Of course, any help/hint would be really appreciate.
Thanks, have a good day.
As a student of physics, the real question should not be, "Why is $\beta \ne 0$?" but rather "Why should we take $\beta = 0$?". Most "springs" don't really obey Hooke's law; elastic deformation isn't really linear. The second order term vanishes near equilibrium because it is a local minimum of the potential energy, so after the linear term, the cubic term in the potential force is the most significant in general.
Physicists like the approximation $\beta = 0$ because the resulting linear equation is explicitly solvable, and because it is reasonably accurate in many cases. However, if we measure the forces more accurately, we often see the $\beta \ne 0$ term.

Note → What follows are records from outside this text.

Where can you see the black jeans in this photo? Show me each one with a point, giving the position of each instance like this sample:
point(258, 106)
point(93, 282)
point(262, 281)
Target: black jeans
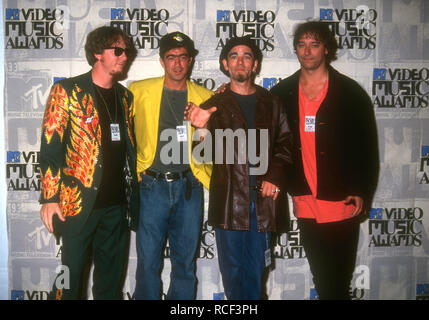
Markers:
point(331, 253)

Mathematicians, however, like to take $\beta \ne 0$, because otherwise the linear system is too easy to solve. Also, the phenonomena associated with this nonlinearity include fun stuff like chaos.
Note that the pendulum equation without linearization is
$\ddot \theta + \mu \dot \theta + \lambda \sin \theta = 0; \tag 1$
also,
$\sin \theta = \theta - \dfrac{\theta^3}{6} + \ldots, \tag 2$
so to third order in $\theta$ the force "looks like" that of a spring with a cubic correction term, a spring which "doesn't exactly obey Hooke's law"; in the case of (2), the "comeback force" is apparently $-\lambda \sin \theta$; to third order in $\theta$ this is $-\lambda \theta - \lambda \theta^3 / 6$
But hell, even some physicists like chaos. Reminds me of my desk . . .